FREMANTLE council has unanimously approved a bar-restaurant complex at the old heritage-listed synagogue on South Terrace – but no tenants have signed up yet.

Situated opposite the Norfolk Hotel, the development will include a restaurant with mezzanine dining, basement, ground-level and rooftop bars, a beer garden, and a proposed alfresco area on Parry Street, which will be considered separately by council.

The development will have no on-site car parking.

The complex is split into four tenancies with a common kitchen, but city officers noted that “tenants had not yet been found for the development”.

The applicant will now have to apply for a liquor licence, which could take up to a year to be assessed.

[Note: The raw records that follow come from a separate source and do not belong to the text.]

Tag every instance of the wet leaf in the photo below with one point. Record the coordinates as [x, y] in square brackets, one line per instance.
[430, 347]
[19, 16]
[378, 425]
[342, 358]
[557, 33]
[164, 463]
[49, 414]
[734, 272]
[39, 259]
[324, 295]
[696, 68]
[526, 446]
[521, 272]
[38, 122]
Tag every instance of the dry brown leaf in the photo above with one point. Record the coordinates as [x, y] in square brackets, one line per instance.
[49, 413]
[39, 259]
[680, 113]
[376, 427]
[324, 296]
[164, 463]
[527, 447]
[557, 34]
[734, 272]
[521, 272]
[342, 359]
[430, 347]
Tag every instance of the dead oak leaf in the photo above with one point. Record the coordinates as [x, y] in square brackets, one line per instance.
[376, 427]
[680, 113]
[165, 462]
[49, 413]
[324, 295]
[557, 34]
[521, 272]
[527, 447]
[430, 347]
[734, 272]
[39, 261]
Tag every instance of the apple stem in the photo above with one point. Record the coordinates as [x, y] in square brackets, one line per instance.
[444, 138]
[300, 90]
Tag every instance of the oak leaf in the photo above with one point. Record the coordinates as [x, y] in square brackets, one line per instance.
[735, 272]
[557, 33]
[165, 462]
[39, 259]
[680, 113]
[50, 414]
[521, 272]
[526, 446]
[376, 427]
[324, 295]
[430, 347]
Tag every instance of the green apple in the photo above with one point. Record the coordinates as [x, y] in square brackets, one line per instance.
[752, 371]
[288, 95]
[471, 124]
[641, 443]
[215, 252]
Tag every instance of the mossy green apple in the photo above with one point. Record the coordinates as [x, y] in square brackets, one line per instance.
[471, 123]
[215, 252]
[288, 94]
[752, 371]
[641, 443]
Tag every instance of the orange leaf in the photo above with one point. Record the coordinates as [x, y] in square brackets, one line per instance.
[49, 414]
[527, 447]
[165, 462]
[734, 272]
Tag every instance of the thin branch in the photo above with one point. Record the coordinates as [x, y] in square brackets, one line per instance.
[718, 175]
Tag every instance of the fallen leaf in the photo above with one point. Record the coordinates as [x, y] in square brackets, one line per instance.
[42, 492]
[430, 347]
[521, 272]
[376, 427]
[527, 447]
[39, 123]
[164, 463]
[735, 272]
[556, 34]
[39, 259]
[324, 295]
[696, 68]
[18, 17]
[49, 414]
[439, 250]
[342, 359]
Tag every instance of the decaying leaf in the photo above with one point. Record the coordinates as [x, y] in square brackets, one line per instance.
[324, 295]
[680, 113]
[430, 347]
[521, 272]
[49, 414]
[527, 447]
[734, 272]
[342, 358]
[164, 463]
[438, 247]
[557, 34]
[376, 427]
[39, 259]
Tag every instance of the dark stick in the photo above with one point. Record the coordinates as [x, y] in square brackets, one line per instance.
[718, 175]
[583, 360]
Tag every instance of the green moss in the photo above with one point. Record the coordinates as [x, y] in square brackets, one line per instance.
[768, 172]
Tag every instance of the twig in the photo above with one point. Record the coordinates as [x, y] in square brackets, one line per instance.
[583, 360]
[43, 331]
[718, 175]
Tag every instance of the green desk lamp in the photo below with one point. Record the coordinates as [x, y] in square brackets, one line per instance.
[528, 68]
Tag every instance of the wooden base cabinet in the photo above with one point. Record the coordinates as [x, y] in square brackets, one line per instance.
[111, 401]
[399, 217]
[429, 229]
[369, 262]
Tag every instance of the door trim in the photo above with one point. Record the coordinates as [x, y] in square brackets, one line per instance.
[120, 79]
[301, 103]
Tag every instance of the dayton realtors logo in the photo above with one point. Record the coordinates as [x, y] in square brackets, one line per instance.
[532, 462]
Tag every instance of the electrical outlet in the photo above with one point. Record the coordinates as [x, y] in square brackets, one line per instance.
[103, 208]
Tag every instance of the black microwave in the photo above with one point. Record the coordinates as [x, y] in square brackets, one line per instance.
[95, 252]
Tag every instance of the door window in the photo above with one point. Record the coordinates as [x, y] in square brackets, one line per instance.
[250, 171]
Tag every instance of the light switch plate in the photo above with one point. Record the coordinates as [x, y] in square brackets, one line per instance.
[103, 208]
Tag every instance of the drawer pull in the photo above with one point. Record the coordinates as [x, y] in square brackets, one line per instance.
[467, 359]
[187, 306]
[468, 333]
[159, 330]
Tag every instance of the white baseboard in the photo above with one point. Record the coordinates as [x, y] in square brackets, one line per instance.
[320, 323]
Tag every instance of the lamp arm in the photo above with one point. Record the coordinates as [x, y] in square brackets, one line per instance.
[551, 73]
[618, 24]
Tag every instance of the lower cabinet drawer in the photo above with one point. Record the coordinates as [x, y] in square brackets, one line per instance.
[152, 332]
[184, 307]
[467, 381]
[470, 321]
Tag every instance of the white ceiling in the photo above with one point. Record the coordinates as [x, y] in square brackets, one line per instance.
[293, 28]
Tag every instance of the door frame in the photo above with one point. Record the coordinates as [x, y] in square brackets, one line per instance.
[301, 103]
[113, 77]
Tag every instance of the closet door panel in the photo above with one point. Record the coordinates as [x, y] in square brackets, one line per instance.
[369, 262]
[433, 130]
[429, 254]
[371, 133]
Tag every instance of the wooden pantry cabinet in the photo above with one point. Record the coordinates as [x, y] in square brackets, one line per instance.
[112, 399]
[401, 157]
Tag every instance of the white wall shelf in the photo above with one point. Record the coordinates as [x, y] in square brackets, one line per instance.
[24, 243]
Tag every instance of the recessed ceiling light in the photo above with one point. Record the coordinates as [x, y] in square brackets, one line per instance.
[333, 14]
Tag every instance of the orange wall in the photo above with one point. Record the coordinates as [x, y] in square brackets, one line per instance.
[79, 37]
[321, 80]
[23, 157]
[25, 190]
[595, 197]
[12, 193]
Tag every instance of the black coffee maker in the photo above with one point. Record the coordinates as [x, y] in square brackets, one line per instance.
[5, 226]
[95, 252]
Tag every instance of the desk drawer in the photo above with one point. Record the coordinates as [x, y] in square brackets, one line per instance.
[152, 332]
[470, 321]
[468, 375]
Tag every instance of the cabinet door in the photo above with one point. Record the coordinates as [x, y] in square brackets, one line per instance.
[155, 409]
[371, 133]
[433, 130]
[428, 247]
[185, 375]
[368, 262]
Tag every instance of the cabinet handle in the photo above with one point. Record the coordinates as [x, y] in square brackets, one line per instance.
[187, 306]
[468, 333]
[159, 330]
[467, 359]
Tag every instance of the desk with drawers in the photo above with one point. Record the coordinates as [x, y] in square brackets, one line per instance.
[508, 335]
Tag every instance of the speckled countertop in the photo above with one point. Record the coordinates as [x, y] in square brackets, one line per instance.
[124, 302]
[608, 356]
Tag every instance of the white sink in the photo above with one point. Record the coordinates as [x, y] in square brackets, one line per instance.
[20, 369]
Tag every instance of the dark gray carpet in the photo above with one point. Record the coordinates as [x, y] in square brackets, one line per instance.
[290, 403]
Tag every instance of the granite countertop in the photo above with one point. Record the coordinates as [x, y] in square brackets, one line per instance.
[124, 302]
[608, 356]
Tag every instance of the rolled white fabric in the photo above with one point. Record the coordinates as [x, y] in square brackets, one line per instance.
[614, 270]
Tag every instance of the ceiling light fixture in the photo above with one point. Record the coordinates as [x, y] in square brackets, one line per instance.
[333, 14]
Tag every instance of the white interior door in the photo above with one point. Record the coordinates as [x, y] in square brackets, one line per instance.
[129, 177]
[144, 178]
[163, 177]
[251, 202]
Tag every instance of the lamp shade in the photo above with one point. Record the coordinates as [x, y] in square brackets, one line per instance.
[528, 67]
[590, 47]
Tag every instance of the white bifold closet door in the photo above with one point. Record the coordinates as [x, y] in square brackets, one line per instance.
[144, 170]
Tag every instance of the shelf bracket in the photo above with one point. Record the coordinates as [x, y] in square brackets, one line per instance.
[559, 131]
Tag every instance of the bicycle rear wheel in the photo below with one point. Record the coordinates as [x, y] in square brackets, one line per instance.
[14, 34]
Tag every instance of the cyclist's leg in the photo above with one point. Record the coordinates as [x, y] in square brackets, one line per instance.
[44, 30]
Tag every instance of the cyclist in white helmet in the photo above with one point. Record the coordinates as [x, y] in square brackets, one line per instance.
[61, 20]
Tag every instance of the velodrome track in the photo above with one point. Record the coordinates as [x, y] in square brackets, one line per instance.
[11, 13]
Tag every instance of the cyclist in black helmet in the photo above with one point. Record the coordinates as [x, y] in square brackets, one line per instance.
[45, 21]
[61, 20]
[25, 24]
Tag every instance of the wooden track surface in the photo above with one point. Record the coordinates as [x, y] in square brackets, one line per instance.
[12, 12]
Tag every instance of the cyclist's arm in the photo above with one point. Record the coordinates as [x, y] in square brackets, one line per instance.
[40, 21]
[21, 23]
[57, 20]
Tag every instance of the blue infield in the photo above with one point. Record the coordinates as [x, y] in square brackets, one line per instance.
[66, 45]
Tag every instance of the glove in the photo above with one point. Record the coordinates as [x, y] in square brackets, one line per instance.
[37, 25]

The synagogue was the first to be built in WA in 1902, when Fremantle’s Jewish population was only about 60 people.

A few years later the Jewish community started relocating to Perth and services ceased at the Freo synagogue in 1910.

The building was sold to the defence department in 1916 and since then it has been a cafe, a carpet shop and a clothing outlet.

The most recent owner got planning approval to turn it into a hotel, but said the heritage regulations were onerous and auctioned if off in May last year.

The synagogue is listed on the state heritage register.